Dalrymple, who’d signaled his intent to do so earlier this week during a North Dakota Industrial Commission meeting, questioned Foxx and Moniz on the issue of volatility of Bakken crude.
The DOT’s Pipeline and Hazardous Materials Safety Administration recently released a study saying Bakken crude was more volatile than other light crudes.
“We are curious why the recent studies released by the federal government have specifically named Bakken crude,” Dalrymple said.
The Industrial Commission received a report this week by Turner, Mason and Company and SGS Laboratories saying that it’s not more volatile.
“We’re seeing some light ends in the Bakken crude that suggest a higher level of volatility than we would see in typical crude. Of course, typical crude is a wide range of different other types of crude,” Foxx said in a press conference following the discussion.
Foxx added that further research is needed.
When Dalrymple was asked if he was satisfied with Foxx’s explanation, he sought to defuse the matter.
“I think we need to stop going around in this little circle,” Dalrymple said.
He said that they could probably agree that research shows the overall characteristics of Bakken crude are in the mid-range of light crudes.
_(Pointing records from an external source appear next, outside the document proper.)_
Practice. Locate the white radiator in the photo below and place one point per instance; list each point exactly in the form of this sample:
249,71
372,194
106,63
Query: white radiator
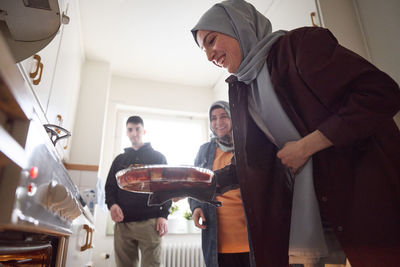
182,255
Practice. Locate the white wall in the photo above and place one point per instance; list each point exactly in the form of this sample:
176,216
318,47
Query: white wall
126,92
90,114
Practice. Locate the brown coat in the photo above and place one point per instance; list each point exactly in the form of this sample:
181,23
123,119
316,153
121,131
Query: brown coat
321,85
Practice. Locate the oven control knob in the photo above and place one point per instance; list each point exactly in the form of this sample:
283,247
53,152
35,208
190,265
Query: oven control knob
59,198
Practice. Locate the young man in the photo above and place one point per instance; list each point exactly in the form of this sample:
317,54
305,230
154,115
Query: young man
137,226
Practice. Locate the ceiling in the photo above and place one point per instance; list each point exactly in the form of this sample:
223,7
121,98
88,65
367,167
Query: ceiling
150,40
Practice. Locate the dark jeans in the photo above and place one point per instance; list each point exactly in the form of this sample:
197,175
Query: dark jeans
234,259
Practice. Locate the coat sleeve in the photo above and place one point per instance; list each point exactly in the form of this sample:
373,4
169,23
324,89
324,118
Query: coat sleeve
200,157
359,96
111,186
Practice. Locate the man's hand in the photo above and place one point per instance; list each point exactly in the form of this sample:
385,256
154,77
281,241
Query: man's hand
116,213
197,214
162,226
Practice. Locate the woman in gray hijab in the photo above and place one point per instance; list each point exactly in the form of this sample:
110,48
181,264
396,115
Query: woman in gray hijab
224,232
314,134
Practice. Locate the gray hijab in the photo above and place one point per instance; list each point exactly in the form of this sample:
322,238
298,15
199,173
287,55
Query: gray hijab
240,20
243,22
224,143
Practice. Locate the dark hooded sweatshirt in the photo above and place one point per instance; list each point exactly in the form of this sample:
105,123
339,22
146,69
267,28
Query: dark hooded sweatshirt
134,205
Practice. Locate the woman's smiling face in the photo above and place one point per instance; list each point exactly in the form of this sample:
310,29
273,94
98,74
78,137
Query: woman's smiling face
221,49
220,122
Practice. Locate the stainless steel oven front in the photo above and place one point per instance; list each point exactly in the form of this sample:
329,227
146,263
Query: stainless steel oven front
40,205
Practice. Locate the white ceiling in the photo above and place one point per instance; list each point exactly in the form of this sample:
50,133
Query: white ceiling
150,39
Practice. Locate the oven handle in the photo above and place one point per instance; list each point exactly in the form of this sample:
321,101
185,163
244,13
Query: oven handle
89,232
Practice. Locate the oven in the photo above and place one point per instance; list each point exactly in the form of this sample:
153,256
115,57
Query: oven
43,219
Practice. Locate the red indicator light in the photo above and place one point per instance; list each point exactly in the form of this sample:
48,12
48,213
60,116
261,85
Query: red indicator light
33,172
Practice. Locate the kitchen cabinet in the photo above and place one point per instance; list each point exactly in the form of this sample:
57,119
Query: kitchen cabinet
63,97
57,81
38,70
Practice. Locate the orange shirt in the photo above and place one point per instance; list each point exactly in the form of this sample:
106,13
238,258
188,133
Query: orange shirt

Foxx, in his remarks to the audience, said with the volumes of North Dakota oil shipped by rail spiking dramatically in recent years, there is a need for more scrutiny.
“The oil is being transported over long distances. The risk level is higher than we’ve seen in other parts of the country,” Foxx said. “We’ve got to raise our game on safety.”
Moniz agreed that the energy review’s current focus on infrastructure was particularly relevant to North Dakota.
“The story of North Dakota is really quite remarkable,” Moniz said. “The prospects for energy in the United States are very robust.”
Sen. Heidi Heitkamp, D-N.D., said North Dakota’s spike in energy production has outpaced infrastructure. She said infrastructure expansion will be critical as the state continues to turn into a major hub of energy production.
“When we develop that energy we need to be able to move it,” Heitkamp said. “We need to build reliable grids.” Sen. John Hoeven,
R-N.D., made the case for a states-first approach to energy oversight, calling states laboratories of democracy.
“Let’s make them the laboratories of energy,” Hoeven said. “Give the states the lead role.”
Belfield resident Linda Weiss was one of several members of the public who was on hand to testify Friday.
Prior to her testimony Weiss said flaring, right of way and safety are concerns of many residents across western North Dakota. She feels that residents and land are taking a back seat in the context of the development.
She said some companies “don’t do their due diligence to plan the best route” for pipelines and pit landowners against each other at times.
Weiss said rail safety has become a major concern as small towns grapple with a lack of training for their emergency responders, which could be a huge issue in the event of a major spill or incident, like recent derailments in Quebec and near Casselton.
“What if something like Casselton or Quebec (happens)? There is no way any of these small towns are prepared,” Weiss said.